RANGE-FINDING/SCREENING STUDIES:
The dose range for the Preliminary Toxicity Test was 0.65, 1.31, 2.62, 5.23, 10.47, 20.94, 41.88, 83.75, 167.5, 335 and 1340 ug/mL. In the 4-hour exposure group, binucleate cells were present at up to 41.88 ug/mL and 83.75 ug/mL in the absence and presence of metabolic activation, respectively. The selection of the maximum dose level for the main study was based on toxicity.

COMPARISON WITH HISTORICAL CONTROL DATA:
The results for the vehicle control and positive control were within the historical range.
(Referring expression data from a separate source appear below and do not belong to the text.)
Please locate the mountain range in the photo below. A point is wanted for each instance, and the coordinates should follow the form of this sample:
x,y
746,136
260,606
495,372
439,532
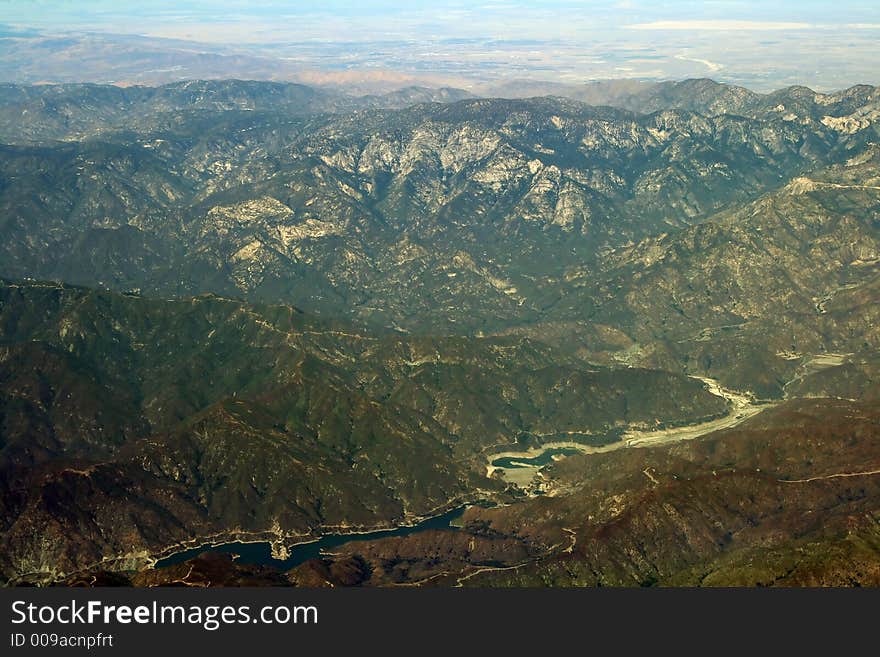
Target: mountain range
x,y
239,309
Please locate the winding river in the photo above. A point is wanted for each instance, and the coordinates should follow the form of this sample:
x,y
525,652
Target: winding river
x,y
260,552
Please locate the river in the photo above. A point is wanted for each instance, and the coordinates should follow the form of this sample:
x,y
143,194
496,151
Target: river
x,y
260,552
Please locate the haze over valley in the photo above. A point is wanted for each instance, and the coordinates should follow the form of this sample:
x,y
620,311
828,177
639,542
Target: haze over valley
x,y
383,320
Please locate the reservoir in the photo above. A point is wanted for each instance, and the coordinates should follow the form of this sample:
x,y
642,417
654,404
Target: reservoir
x,y
538,461
261,553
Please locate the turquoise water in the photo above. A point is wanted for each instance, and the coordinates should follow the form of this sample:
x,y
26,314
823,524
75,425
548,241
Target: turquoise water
x,y
261,552
509,462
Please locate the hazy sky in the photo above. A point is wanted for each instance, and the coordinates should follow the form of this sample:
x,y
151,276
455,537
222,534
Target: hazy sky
x,y
762,44
372,20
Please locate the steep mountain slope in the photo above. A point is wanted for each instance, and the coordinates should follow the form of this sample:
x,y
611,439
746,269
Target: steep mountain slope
x,y
436,218
130,425
746,295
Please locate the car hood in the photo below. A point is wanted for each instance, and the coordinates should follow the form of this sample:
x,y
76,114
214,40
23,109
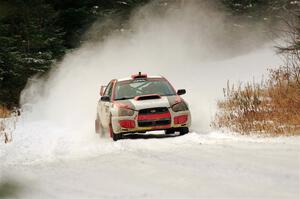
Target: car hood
x,y
164,101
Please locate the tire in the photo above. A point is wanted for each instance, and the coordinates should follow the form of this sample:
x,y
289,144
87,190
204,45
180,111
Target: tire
x,y
117,136
184,130
114,136
98,127
169,131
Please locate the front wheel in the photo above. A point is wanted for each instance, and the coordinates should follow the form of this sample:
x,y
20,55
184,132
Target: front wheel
x,y
169,131
114,136
117,136
184,130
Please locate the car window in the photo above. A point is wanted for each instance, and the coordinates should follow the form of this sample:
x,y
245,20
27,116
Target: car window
x,y
133,88
108,90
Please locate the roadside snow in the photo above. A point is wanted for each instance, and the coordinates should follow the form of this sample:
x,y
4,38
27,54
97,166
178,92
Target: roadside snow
x,y
197,165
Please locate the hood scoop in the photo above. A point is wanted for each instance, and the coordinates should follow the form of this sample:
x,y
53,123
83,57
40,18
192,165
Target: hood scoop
x,y
147,97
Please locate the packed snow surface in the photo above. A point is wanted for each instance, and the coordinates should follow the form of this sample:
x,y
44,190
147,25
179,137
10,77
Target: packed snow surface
x,y
196,165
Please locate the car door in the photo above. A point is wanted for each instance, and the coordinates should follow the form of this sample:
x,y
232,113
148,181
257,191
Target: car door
x,y
105,105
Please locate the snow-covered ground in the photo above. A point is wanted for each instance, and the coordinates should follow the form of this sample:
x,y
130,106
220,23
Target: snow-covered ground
x,y
197,165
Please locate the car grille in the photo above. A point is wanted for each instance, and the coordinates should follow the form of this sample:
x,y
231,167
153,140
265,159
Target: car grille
x,y
158,116
155,110
149,123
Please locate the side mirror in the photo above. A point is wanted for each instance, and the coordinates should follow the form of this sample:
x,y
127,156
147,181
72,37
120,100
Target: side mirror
x,y
102,89
105,98
181,92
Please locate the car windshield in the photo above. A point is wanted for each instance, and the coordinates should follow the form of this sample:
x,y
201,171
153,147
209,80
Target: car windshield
x,y
132,88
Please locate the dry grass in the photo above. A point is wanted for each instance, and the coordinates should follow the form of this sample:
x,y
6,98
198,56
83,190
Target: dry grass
x,y
270,108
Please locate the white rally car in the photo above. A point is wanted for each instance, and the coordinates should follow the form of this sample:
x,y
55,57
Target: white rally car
x,y
141,103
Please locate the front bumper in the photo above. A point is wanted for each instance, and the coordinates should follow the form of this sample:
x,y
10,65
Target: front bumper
x,y
117,128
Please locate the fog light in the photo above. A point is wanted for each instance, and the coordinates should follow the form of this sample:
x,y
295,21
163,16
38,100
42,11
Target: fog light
x,y
180,119
128,124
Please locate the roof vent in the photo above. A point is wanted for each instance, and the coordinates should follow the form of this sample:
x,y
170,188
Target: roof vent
x,y
139,75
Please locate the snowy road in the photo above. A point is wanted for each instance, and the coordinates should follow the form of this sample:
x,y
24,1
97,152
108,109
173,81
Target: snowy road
x,y
211,165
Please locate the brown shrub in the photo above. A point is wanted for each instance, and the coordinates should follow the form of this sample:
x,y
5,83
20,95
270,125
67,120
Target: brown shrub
x,y
271,107
4,112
ADDITIONAL INFORMATION ON CYTOTOXICITY:
No surviving cells were present at concentrations above 40 ug/mL in all tests.

Applicant's summary and conclusion

Conclusions:

Interpretation of results (migrated information):
negative

Silver cyanide is considered to be non-clastogenic and non-aneugenic to human lymphocytes in vitro.

Executive summary:

The potential for silver cyanide to cause chromosome aberrations was tested in a micronucleus test in human lymphocytes in vitro. Cells were exposed to nominal concentrations of 5, 10, 20, 30, 40, 60, 80 and 100 ug/mL silver cyanide in the absence of S9 for 4 hours and nominal concentrations of 5, 10, 20, 40, 80, 100, 120 and 160 ug/mL silver cyanide for 4 -hours in the presence of S9 for 4 -hours and for 24 -hours in the absence of S9. Exposure periods were followed by a 28 -hour incubation period in treatment-free media, in the presence of Cytochalasin B. Cytokinesis Block Proliferation Index and micronucleus frequency were calculated. Silver cyanide was determined to be non-clastogenic and non-aneugenic to human lymphocytes in vitro. This study is reliable without restriction as it was GLP-compliant and was conducted according to guideline.